“Is that a scratch on your iPhone”, a friend of mine asked, much to my horror and surprise. I’d only had this iPhone 3GS for a couple hours and already pesky scratches were beginning to show on its shiny plastic back. The glass back on my iPhone 4/4S has proved far less prone to wear and tear, perhaps partially due to past experiences which taught me to handle my pricey devices with utmost care.

You’d be pressed to think there was no difference in how black & slate and white & silver iPhone 5 models withstood wear and tear stemming from daily use. That said, you’re in for a surprise as some folks apparently have discovered that both the anodized aluminum back and the chamfered edges of the black iPhone 5 are conspicuously more prone to wear versus its white counterpart…

Pocket-lint notes in its review that the black iPhone 5 model started developing unpleasant signs of wear around its beautiful chamfered edges after a few days of heavy use, revealing the shiny silver aluminium metal underneath the slate colored coating:

Ditching the glass back and reducing the thickness of the glass panel on the front has affected the design of the metal band around the edge of the iPhone.

It is now chamfered and while that looks pretty, we’ve already noticed that on the black model the edge has started to wear, revealing the shiny silver aluminium metal underneath the “slate” coloured coating and, indeed, we’ve witnessed it on two separate models, ruling out a fluke manufacturing error.

Hm, that can’t be good.


Image via Twitter

A MacRumors forum thread notes that the black bezel, when scratched, shows bare silver metal. Blame it on anodizing, a manufacturing process which electrically charges particles on the surface rather than going all the way through the metal.

Another person performed a similar test, damaging the back of the black iPhone 5 with a SIM card tray and scratching the edge with keys. The results can be seen in the top image.

The iPod nano’s anodized body also suffers from the same problem, as seen below.


An example of scratches on the iPod nano’s anodized aluminum body. Image via Flickr.

Of course, your mileage may wary as it all depends on how you handle your devices. It should also be mentioned that Pocket-lint’s definition of “daily use” probably differs wildly from how average Joes handle their smartphones in that the publication was purposefully unforgiving and aggressive in its battery of tests.

And here’s iFixit’s scratch test on the black iPhone 5.

Now, I know it’s not what you probably wanted to hear, but you can always use a case to protect your device.

Not me – I don’t do iPhone cases.

In my opinion, the device’s extraordinary level of fit and finish deserves to be fully shown rather than obscured with a case which inevitable increases thickness and adds bulk.
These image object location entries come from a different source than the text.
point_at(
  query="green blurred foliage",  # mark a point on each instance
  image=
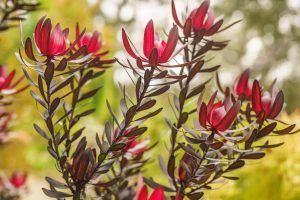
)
(277, 176)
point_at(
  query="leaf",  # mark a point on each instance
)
(108, 132)
(112, 113)
(77, 134)
(253, 155)
(55, 194)
(55, 183)
(266, 130)
(212, 69)
(147, 105)
(49, 73)
(117, 147)
(136, 132)
(29, 50)
(161, 75)
(153, 184)
(231, 178)
(269, 145)
(62, 65)
(196, 91)
(286, 130)
(40, 131)
(86, 113)
(153, 58)
(159, 91)
(138, 87)
(109, 183)
(236, 165)
(62, 85)
(171, 166)
(130, 114)
(151, 114)
(195, 196)
(38, 99)
(54, 105)
(88, 94)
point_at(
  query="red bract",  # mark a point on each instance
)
(50, 42)
(200, 19)
(218, 116)
(91, 40)
(6, 85)
(269, 105)
(242, 87)
(153, 48)
(17, 179)
(157, 194)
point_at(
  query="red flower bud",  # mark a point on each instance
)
(50, 42)
(202, 19)
(218, 116)
(243, 86)
(17, 179)
(91, 40)
(152, 45)
(270, 105)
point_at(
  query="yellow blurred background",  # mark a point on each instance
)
(267, 41)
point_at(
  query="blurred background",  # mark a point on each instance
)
(266, 41)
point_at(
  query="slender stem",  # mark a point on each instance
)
(178, 124)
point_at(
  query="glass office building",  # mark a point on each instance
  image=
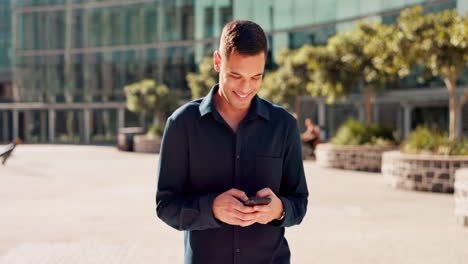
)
(74, 57)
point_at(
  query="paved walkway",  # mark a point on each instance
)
(87, 204)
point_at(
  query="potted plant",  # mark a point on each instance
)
(356, 147)
(156, 102)
(427, 161)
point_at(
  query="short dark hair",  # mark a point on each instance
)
(244, 37)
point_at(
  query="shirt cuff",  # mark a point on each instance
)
(206, 211)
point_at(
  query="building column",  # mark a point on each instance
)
(86, 125)
(120, 118)
(321, 119)
(43, 126)
(51, 125)
(375, 113)
(361, 113)
(15, 124)
(27, 125)
(460, 123)
(6, 135)
(407, 120)
(142, 119)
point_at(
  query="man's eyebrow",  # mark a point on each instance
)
(258, 74)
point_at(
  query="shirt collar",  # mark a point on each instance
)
(257, 107)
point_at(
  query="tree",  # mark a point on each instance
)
(358, 57)
(155, 101)
(201, 83)
(288, 83)
(439, 42)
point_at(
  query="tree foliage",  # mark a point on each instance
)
(439, 42)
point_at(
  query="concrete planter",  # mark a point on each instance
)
(142, 143)
(421, 172)
(365, 158)
(461, 196)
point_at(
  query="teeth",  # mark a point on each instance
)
(243, 96)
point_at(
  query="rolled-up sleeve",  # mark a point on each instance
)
(293, 191)
(174, 203)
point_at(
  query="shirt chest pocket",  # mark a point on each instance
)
(268, 172)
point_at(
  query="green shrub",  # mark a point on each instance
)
(155, 130)
(352, 132)
(434, 141)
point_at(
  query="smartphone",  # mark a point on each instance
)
(257, 201)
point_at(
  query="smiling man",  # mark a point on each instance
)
(226, 147)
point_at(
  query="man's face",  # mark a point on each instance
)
(240, 77)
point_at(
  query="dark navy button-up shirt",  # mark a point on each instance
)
(202, 157)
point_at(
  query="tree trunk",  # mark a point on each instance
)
(453, 107)
(297, 107)
(368, 104)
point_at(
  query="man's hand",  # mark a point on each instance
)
(228, 208)
(270, 212)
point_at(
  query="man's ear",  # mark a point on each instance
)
(217, 61)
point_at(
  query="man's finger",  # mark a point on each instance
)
(238, 194)
(262, 208)
(242, 216)
(264, 192)
(245, 209)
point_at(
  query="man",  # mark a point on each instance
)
(230, 145)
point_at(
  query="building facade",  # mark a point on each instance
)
(64, 63)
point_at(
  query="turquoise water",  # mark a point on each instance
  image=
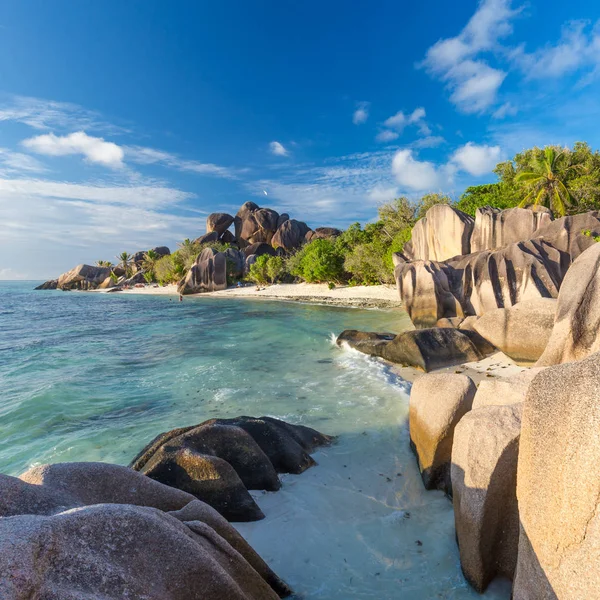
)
(96, 376)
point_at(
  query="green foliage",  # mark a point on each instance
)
(318, 261)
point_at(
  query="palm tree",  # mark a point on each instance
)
(125, 261)
(545, 181)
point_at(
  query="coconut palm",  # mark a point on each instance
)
(545, 181)
(125, 261)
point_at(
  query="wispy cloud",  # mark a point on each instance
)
(472, 82)
(95, 149)
(278, 149)
(47, 114)
(151, 156)
(361, 114)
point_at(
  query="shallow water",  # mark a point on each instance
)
(95, 377)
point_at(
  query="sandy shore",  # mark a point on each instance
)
(375, 296)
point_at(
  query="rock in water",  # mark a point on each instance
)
(437, 404)
(558, 485)
(576, 330)
(484, 482)
(521, 331)
(219, 222)
(83, 530)
(219, 460)
(495, 228)
(83, 277)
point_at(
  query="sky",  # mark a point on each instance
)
(124, 124)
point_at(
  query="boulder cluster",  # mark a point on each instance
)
(519, 456)
(157, 531)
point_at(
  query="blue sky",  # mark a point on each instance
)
(123, 124)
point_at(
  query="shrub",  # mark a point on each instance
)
(318, 261)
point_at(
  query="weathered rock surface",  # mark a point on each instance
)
(83, 277)
(208, 238)
(520, 331)
(495, 228)
(290, 235)
(575, 332)
(220, 460)
(51, 284)
(437, 403)
(442, 233)
(219, 222)
(208, 274)
(484, 482)
(558, 485)
(425, 349)
(500, 391)
(83, 530)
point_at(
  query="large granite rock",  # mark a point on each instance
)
(83, 277)
(575, 333)
(566, 234)
(480, 282)
(219, 222)
(558, 485)
(495, 228)
(290, 235)
(501, 391)
(220, 460)
(484, 481)
(425, 349)
(91, 530)
(520, 331)
(437, 403)
(208, 274)
(442, 233)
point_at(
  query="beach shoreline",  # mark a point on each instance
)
(376, 296)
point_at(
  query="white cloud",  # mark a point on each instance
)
(361, 114)
(476, 159)
(397, 123)
(576, 48)
(142, 195)
(473, 83)
(278, 149)
(387, 136)
(94, 149)
(150, 156)
(414, 174)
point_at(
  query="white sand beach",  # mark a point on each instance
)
(375, 296)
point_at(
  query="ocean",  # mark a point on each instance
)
(94, 377)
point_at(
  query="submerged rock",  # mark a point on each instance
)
(558, 484)
(437, 404)
(484, 483)
(219, 460)
(575, 333)
(82, 530)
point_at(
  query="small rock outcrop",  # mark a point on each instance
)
(442, 233)
(425, 349)
(290, 235)
(484, 483)
(558, 484)
(83, 277)
(521, 331)
(220, 460)
(208, 274)
(83, 530)
(437, 404)
(495, 228)
(575, 332)
(219, 222)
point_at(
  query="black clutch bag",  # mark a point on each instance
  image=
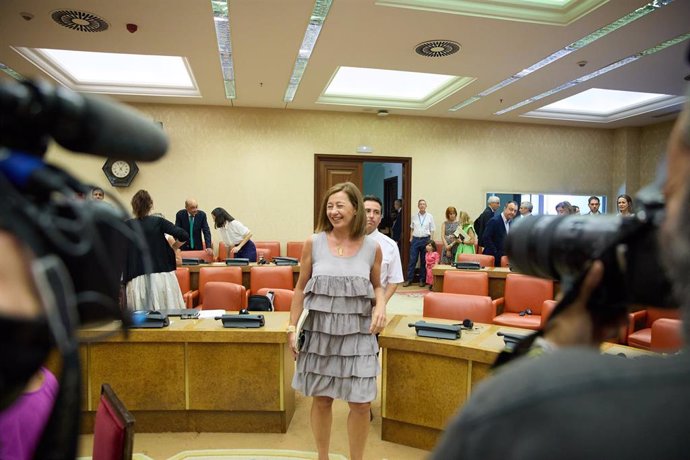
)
(242, 321)
(436, 330)
(149, 319)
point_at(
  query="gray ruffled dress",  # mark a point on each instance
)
(338, 358)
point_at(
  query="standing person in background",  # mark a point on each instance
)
(194, 221)
(624, 205)
(431, 259)
(492, 204)
(466, 246)
(391, 267)
(165, 291)
(234, 234)
(339, 285)
(423, 227)
(450, 243)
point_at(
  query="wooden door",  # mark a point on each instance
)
(331, 171)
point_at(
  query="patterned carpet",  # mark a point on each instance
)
(248, 454)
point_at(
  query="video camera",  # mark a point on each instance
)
(77, 245)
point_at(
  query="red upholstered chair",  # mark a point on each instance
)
(224, 296)
(270, 277)
(485, 260)
(113, 433)
(459, 307)
(640, 325)
(282, 298)
(294, 249)
(183, 278)
(466, 282)
(269, 249)
(203, 255)
(226, 274)
(667, 335)
(524, 292)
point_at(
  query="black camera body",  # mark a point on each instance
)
(563, 247)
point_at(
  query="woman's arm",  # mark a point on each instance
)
(378, 315)
(298, 296)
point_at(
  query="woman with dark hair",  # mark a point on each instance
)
(624, 203)
(165, 291)
(234, 234)
(340, 286)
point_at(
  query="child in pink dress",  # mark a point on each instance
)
(432, 258)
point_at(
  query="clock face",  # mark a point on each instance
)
(120, 169)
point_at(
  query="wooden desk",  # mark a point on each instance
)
(425, 381)
(497, 279)
(194, 273)
(195, 376)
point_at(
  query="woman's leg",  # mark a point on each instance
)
(321, 420)
(358, 428)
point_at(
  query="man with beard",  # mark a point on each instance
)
(573, 402)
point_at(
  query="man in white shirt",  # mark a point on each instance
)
(391, 267)
(422, 225)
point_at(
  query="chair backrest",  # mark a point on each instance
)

Moreover, I’m the type who typically checks for coins, car keys and other objects before slipping the device in his pocket.

I’m also careful in putting my iPhone on a table or other flat surfaces and think twice before picking it up hastily. Matter of fact, I might have developed a case of obsessive-compulsive disorder for I’m very careful about who gets to hold my device in their hand.

After seeing the top image, my initial reaction was, “dang, I’m not gonna be getting a black iPhone 5 after all”.

Then again, even though I prefer my mobile devices in white, the black iPhone 5 is way more sexy and stylish than its white counterpart, wouldn’t you agree?

The heck with the scratches, I’m going with black for this year’s iPhone.

It goes without saying I’m gonna be handling my “Rolex of smarphones” with care and so should you.